Während Hamburg nach einer Studie der Bertelsmann-Stiftung im Ländervergleich bei wirtschaftlicher Kompetenz mit Abstand den ersten Platz belegt, reicht es bei der Sicherheit nur zu Platz 14. Der Senat von Ortwin Runde ist gleichsam "erfolgreich gescheitert": Ökonomische Fragen wurden unbestritten erfolgreich angepackt. Doch verloren diese Themen genau deshalb für die Wähler an Wichtigkeit. Es vollzog sich in den vergangenen Jahren ein Prioritätenwandel, den die regierenden Sozialdemokraten offensichtlich nicht rechtzeitig erkannten oder im Rahmen des Üblichen für gestaltbar hielten. Bis zum Amtsantritt von Olaf Scholz als Innensenator ein paar Monate vor der Wahl blendete der rot-grüne Senat das Thema Innere Sicherheit fast völlig aus.

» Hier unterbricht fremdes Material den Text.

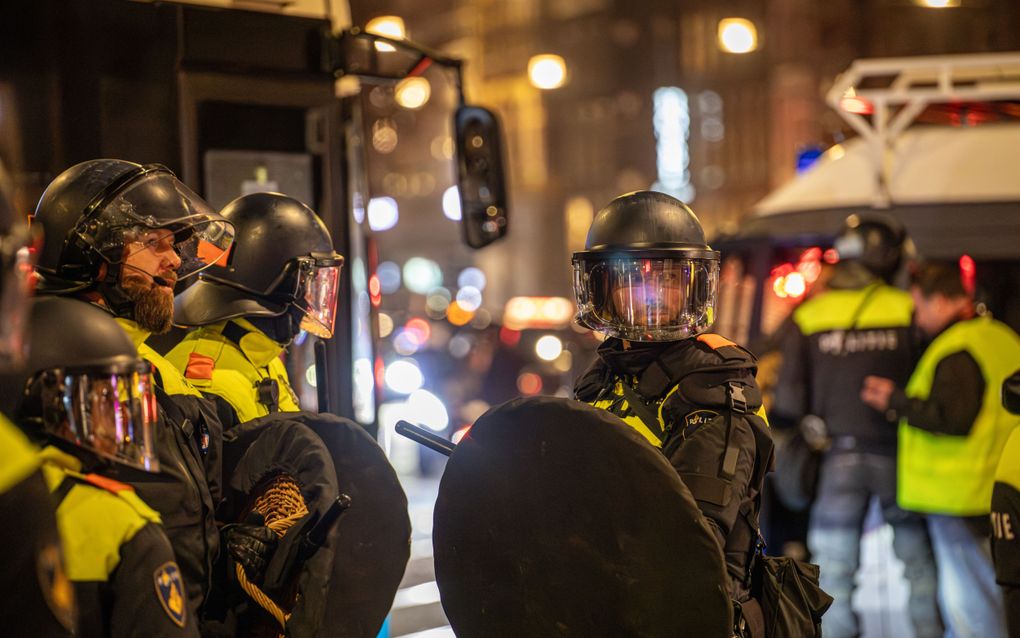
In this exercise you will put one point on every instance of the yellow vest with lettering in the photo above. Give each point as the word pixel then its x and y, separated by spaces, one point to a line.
pixel 954 475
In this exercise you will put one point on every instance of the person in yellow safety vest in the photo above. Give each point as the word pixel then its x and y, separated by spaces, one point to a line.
pixel 36 598
pixel 120 235
pixel 953 429
pixel 1006 512
pixel 282 278
pixel 88 397
pixel 860 326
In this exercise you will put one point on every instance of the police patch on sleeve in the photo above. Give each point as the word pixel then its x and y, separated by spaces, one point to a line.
pixel 697 419
pixel 170 591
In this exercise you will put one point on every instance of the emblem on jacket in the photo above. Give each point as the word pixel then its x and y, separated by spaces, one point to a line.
pixel 697 419
pixel 170 591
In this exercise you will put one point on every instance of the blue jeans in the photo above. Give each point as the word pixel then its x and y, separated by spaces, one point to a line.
pixel 972 602
pixel 849 480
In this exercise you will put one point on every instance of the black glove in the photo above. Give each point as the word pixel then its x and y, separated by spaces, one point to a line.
pixel 251 544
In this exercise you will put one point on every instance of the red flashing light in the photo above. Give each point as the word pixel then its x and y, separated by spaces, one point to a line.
pixel 374 290
pixel 857 105
pixel 509 337
pixel 968 275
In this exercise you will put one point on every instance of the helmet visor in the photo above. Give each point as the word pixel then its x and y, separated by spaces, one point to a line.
pixel 159 212
pixel 320 283
pixel 18 249
pixel 636 299
pixel 111 413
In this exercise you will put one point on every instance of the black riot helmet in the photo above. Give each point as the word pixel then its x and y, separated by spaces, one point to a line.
pixel 85 390
pixel 647 273
pixel 876 241
pixel 18 248
pixel 282 265
pixel 100 210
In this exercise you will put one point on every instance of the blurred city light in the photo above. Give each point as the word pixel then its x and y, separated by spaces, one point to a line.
pixel 386 325
pixel 385 135
pixel 547 70
pixel 471 277
pixel 428 410
pixel 420 329
pixel 458 314
pixel 404 377
pixel 549 347
pixel 671 124
pixel 412 93
pixel 853 104
pixel 451 203
pixel 437 303
pixel 406 342
pixel 389 26
pixel 459 346
pixel 389 274
pixel 737 35
pixel 529 384
pixel 421 276
pixel 383 213
pixel 521 312
pixel 469 298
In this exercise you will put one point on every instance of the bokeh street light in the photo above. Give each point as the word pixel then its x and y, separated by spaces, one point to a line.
pixel 389 26
pixel 412 93
pixel 547 70
pixel 737 35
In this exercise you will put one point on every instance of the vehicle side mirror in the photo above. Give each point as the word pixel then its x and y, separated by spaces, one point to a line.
pixel 480 177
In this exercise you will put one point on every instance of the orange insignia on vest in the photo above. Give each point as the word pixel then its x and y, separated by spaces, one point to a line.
pixel 199 366
pixel 715 341
pixel 107 484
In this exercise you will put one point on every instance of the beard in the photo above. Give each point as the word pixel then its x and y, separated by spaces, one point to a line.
pixel 153 304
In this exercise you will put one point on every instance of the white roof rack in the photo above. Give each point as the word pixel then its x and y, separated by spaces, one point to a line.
pixel 913 84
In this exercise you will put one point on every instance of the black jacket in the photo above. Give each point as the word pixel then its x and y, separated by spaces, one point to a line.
pixel 689 380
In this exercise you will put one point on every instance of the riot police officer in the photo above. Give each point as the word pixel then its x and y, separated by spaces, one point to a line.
pixel 89 399
pixel 647 279
pixel 283 277
pixel 37 599
pixel 120 235
pixel 860 326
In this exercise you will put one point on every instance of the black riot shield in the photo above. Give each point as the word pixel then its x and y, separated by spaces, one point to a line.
pixel 365 553
pixel 556 519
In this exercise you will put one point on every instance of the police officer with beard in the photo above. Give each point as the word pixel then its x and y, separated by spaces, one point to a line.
pixel 647 280
pixel 283 278
pixel 120 235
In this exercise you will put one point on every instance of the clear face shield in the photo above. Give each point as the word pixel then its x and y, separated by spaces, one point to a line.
pixel 318 286
pixel 646 299
pixel 158 212
pixel 18 249
pixel 112 413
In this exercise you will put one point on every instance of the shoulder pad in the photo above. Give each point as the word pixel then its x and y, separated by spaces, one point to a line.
pixel 728 350
pixel 107 484
pixel 199 366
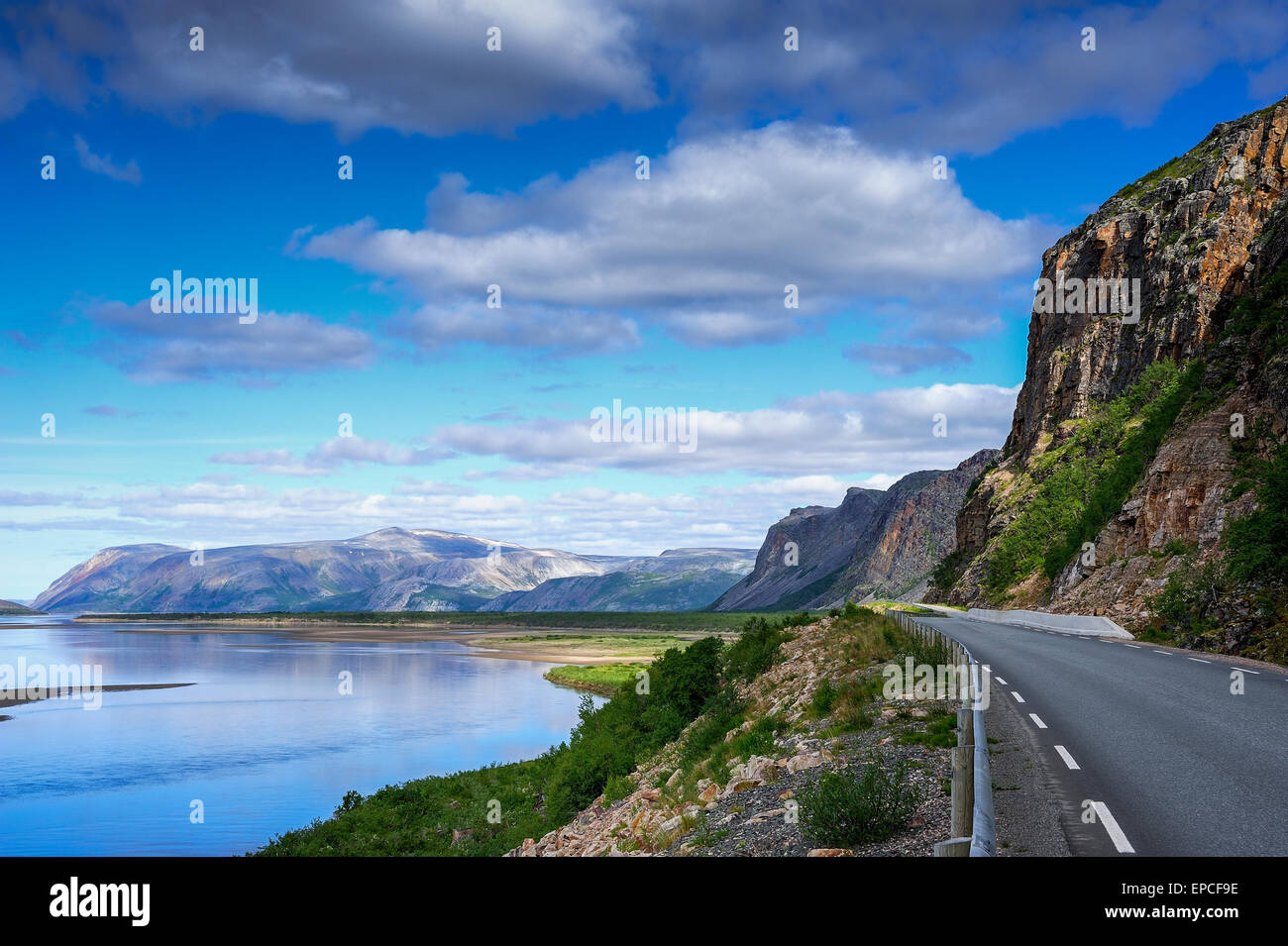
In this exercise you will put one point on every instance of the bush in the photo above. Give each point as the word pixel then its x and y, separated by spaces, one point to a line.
pixel 838 809
pixel 756 648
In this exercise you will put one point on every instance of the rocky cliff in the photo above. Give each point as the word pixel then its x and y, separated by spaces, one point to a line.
pixel 1124 463
pixel 876 543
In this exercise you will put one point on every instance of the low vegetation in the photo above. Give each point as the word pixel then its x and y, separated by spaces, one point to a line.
pixel 840 809
pixel 488 811
pixel 695 703
pixel 625 620
pixel 601 679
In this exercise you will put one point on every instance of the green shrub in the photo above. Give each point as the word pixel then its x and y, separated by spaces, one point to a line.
pixel 758 646
pixel 840 809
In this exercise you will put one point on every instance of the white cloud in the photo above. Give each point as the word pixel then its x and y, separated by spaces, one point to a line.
pixel 829 434
pixel 408 65
pixel 97 163
pixel 703 249
pixel 163 348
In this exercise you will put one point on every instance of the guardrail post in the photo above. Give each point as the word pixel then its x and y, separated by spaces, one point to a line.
pixel 953 847
pixel 964 790
pixel 965 726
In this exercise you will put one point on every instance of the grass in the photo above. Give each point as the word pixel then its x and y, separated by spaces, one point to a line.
pixel 600 679
pixel 625 620
pixel 489 811
pixel 940 731
pixel 621 645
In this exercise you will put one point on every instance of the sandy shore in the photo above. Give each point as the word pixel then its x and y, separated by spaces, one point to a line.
pixel 5 701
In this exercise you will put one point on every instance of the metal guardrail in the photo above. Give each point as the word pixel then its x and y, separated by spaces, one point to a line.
pixel 973 828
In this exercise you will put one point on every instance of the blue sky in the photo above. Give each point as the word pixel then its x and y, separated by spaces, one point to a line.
pixel 516 167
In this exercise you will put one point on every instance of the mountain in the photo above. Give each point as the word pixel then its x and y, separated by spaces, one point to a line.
pixel 678 579
pixel 1144 473
pixel 8 607
pixel 391 569
pixel 879 543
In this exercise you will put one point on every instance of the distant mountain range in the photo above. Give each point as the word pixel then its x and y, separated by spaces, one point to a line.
pixel 876 543
pixel 390 571
pixel 8 607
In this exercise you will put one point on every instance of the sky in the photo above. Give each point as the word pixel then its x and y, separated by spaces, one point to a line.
pixel 903 167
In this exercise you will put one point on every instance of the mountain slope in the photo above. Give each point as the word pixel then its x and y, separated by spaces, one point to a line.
pixel 876 542
pixel 14 607
pixel 1122 472
pixel 391 569
pixel 675 580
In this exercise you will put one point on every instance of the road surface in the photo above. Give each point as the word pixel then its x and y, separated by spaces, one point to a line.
pixel 1170 758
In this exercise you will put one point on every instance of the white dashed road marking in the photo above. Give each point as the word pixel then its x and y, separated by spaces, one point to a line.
pixel 1116 833
pixel 1067 757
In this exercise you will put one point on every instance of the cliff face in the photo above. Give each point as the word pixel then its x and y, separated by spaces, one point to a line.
pixel 875 543
pixel 1201 233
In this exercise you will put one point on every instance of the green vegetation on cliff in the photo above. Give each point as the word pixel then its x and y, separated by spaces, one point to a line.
pixel 1083 481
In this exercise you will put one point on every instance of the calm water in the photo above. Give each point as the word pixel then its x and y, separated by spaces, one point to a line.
pixel 265 739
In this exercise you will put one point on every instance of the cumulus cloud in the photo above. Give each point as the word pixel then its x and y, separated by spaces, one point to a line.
pixel 906 360
pixel 413 67
pixel 163 348
pixel 832 433
pixel 97 163
pixel 110 411
pixel 706 248
pixel 954 76
pixel 331 457
pixel 926 72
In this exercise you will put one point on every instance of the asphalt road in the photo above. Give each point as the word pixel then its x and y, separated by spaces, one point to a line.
pixel 1180 764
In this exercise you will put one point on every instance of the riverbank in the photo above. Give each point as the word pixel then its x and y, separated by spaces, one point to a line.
pixel 603 680
pixel 7 701
pixel 716 757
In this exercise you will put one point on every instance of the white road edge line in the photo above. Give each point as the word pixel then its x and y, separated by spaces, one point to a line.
pixel 1116 833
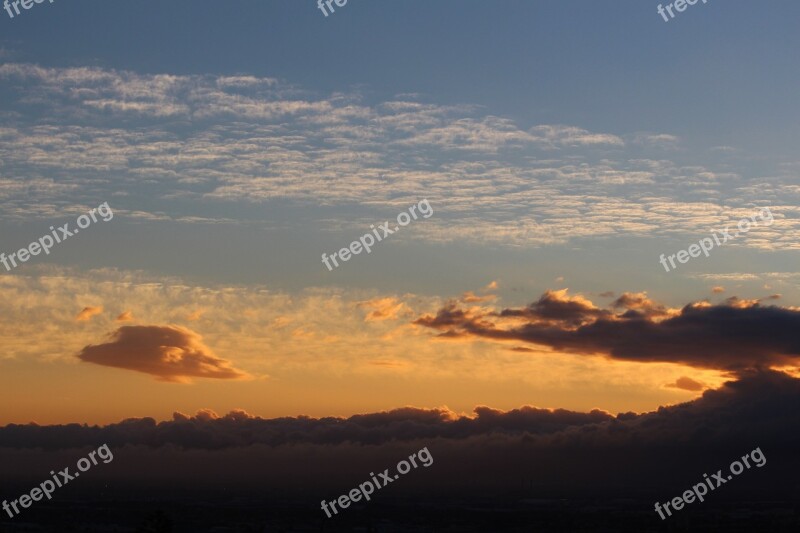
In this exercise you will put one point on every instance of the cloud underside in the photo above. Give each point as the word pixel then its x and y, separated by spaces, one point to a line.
pixel 169 353
pixel 760 403
pixel 735 336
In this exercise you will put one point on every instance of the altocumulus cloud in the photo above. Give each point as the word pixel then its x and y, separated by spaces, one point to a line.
pixel 170 353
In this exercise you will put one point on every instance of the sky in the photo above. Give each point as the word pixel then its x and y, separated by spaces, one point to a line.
pixel 562 149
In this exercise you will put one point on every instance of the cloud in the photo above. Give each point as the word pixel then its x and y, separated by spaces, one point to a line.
pixel 735 336
pixel 169 353
pixel 685 383
pixel 256 140
pixel 388 308
pixel 88 312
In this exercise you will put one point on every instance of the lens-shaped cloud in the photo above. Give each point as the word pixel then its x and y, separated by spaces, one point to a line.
pixel 169 353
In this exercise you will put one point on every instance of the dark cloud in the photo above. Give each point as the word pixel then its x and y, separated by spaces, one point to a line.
pixel 553 454
pixel 734 336
pixel 170 353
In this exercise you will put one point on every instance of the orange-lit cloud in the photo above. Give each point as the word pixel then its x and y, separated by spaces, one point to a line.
pixel 384 309
pixel 685 383
pixel 737 336
pixel 169 353
pixel 88 312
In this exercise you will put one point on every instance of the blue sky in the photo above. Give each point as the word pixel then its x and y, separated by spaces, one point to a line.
pixel 561 145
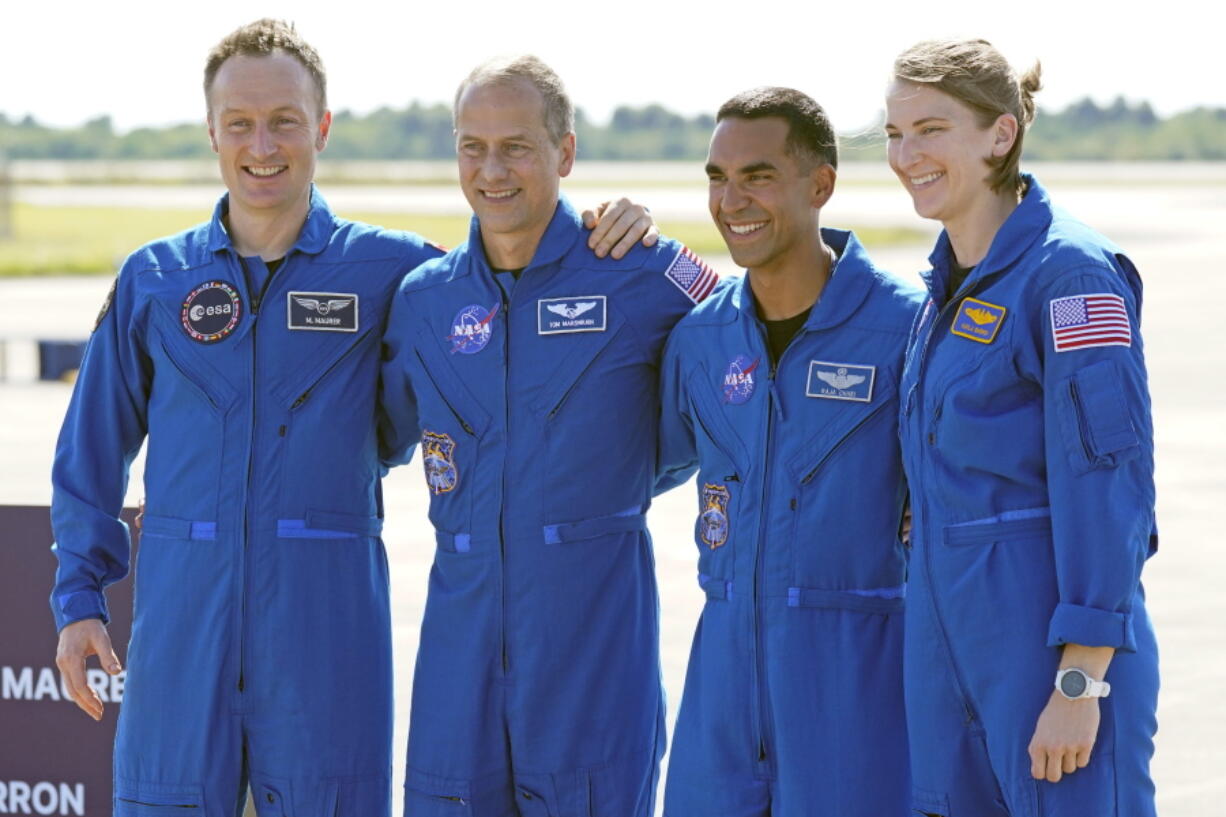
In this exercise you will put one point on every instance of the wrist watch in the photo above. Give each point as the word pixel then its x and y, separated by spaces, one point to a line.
pixel 1074 683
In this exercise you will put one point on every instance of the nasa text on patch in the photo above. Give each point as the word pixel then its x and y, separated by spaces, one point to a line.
pixel 323 312
pixel 571 314
pixel 840 380
pixel 978 320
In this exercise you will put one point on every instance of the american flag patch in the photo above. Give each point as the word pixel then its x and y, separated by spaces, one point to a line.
pixel 1086 320
pixel 692 275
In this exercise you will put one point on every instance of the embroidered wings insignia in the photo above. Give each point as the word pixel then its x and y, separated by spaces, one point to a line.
pixel 841 380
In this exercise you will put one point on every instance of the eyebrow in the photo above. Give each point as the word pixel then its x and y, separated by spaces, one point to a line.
pixel 749 168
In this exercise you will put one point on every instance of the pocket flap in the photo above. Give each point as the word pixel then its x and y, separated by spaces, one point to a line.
pixel 172 528
pixel 629 520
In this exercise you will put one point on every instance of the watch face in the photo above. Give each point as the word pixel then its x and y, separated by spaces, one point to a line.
pixel 1073 685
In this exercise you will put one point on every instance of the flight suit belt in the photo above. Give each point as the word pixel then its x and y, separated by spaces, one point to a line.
pixel 314 525
pixel 632 520
pixel 882 600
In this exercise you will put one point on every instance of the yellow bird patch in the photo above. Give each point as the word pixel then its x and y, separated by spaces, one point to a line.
pixel 978 320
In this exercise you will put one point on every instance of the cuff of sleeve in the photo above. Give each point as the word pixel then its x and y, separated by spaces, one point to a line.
pixel 79 605
pixel 1091 627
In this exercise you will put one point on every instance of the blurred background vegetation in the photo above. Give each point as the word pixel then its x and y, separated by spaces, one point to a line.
pixel 1083 131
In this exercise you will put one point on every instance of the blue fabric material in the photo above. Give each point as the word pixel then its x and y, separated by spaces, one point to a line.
pixel 799 499
pixel 1032 499
pixel 538 648
pixel 258 434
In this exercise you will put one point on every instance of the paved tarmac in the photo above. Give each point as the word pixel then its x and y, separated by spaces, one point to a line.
pixel 1173 232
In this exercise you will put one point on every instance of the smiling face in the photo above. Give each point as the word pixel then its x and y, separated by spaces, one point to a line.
pixel 510 169
pixel 266 130
pixel 938 150
pixel 763 199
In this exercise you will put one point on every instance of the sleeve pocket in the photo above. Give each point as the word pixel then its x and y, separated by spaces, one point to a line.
pixel 1095 421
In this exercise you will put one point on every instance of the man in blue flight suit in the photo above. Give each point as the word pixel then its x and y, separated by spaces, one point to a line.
pixel 247 350
pixel 782 390
pixel 527 371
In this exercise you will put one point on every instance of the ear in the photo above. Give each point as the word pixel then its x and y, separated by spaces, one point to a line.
pixel 325 125
pixel 1004 134
pixel 823 184
pixel 568 149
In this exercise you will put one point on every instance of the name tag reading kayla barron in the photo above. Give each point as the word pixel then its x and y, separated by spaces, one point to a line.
pixel 327 312
pixel 575 314
pixel 840 380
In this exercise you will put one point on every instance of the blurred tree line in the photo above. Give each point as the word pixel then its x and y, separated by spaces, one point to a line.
pixel 1084 131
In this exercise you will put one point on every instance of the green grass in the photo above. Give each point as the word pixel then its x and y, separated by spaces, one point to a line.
pixel 93 241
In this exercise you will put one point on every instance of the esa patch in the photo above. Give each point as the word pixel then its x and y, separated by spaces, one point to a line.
pixel 471 329
pixel 712 523
pixel 692 275
pixel 739 379
pixel 211 312
pixel 840 380
pixel 323 312
pixel 1089 320
pixel 578 314
pixel 438 458
pixel 106 304
pixel 978 320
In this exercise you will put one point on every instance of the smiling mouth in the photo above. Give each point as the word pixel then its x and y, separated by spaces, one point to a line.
pixel 920 180
pixel 747 230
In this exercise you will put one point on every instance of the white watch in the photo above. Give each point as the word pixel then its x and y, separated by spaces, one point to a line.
pixel 1074 683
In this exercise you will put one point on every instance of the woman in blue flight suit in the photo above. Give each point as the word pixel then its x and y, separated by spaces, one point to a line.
pixel 1028 444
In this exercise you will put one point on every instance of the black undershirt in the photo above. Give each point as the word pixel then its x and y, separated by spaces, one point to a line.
pixel 780 334
pixel 956 277
pixel 502 277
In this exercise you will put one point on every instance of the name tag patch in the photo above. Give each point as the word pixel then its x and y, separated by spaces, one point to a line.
pixel 324 312
pixel 575 314
pixel 978 320
pixel 840 380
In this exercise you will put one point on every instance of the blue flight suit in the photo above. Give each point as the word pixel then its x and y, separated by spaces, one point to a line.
pixel 537 683
pixel 793 694
pixel 1028 442
pixel 261 640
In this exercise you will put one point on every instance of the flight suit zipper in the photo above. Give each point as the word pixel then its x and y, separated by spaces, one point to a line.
pixel 923 459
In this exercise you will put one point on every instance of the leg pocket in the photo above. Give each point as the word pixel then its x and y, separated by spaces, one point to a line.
pixel 137 799
pixel 429 795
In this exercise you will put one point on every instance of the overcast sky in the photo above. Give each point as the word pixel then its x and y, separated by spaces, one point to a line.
pixel 140 61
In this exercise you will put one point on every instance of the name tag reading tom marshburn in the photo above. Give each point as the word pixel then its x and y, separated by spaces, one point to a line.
pixel 325 312
pixel 575 314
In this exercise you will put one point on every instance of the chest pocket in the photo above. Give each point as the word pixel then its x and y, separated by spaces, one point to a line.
pixel 598 411
pixel 189 411
pixel 849 492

Mit der Sicherheit hatte es die SPD nie leicht

In der Vergangenheit ist die SPD stets in Schwierigkeiten gekommen, wenn Sicherheitsthemen im Vordergrund der Wahlauseinandersetzung standen. Konservativen Parteien und Politikern wird eher zugetraut, Verbrechen zu bekämpfen und das Sicherheitsgefühl der Bürger zu erhöhen. Aus diesem Grund fällt es ihnen leichter, in Wahlkämpfen das Thema Innere Sicherheit emotional und argumentativ zu besetzen. Sozialdemokraten haben es andererseits schwer, hier Kompetenz zu vermitteln. Der SPD werden eher soziale Kompetenzen zugetraut - etwa in Fragen der Gerechtigkeit, der Bildung oder des Abbaus von Arbeitslosigkeit.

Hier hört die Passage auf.